Through a couple of revisions over the subsequent few years, that "impoverished notation" eventually got embedded, through some awful operator overloading, as a kind of DSL inside of Python. But it was clear to everyone that it would be impossible to release that publicly to GCP users; it was much too clunky, and also by then tied inextricably to Python idiosyncrasies. So in about 2015, give or take, we came back to the question of what a better textual notation might look like.
The obvious first choice was to see if we could somehow twist SQL into being useful, possibly with some custom functions or very minor extensions. Around this time there was a large effort going on to standardize several different SQL dialects that were being used by internal systems (BigQuery/Dremel's SQL dialect was not the same as Spanner's dialect, etc). So it felt like there was a convenient opportunity to somehow fit time series data into the same model.
John did a bunch of due diligence to try to make that idea work, but it just wouldn't fly. I remember a list he had of about fifty of the most common kinds of queries, written with a SQL version next to (an early version of) Monarch's current query language. Nearly everyone he showed it to, across the spectrum of experience and seniority, both SWE and SRE, said "of course I'd rather read and write SQL, let me look at that list"... and then went through it careful and came out thinking, well, maybe not.

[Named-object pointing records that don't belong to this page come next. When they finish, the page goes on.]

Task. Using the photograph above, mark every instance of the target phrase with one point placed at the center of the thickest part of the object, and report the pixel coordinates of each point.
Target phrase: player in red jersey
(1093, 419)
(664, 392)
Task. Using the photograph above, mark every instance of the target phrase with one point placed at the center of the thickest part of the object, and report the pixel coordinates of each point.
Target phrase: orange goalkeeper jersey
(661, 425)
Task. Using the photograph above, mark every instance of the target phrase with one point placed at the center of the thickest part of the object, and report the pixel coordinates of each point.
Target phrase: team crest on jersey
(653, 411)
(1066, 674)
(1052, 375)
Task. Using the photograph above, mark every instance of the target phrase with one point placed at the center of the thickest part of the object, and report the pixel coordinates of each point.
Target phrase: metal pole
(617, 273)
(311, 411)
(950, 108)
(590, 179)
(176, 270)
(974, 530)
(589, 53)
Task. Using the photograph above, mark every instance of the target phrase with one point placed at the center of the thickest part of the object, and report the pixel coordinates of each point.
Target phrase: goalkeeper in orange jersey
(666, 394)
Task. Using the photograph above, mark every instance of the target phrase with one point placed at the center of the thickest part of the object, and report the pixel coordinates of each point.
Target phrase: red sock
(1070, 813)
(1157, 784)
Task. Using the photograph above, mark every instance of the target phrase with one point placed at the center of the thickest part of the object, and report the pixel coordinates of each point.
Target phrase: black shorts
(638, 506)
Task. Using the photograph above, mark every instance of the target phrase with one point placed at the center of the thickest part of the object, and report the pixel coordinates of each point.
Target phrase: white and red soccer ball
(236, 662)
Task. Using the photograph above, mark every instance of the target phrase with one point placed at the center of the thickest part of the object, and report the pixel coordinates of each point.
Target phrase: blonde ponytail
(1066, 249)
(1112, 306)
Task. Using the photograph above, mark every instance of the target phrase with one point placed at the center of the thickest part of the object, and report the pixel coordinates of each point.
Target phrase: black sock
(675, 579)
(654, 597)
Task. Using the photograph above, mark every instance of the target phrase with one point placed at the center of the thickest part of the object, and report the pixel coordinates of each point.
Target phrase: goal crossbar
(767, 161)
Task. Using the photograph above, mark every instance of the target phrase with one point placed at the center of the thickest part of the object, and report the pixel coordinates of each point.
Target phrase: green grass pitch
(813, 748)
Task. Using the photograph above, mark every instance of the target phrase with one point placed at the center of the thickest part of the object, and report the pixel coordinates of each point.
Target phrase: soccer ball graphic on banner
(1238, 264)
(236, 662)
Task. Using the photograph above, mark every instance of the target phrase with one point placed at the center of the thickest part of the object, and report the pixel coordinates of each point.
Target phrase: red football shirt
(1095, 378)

I don't know if there are any interesting conclusions to draw from the history of it, except that language design is really hard. I agree that it's a fun little language, and I'm very happy that John and the team managed to get it out publicly in Stackdriver.
If you ignore the issue of alignment, I actually think that a more conventional array based language, either something SQL-like or numpy-like, would be more accessible to most people. And things like windowing are incredibly unintuitive for most users.
The only other places I've seen Google give out hard numbers were a presentation by Jeff Dean mentioning map-reduce core-years consumed per day, and a footnote in a paper that mentions how much CPU time Google Exacycle gives away to scientific computing every day. All of these calibration points are eye-opening.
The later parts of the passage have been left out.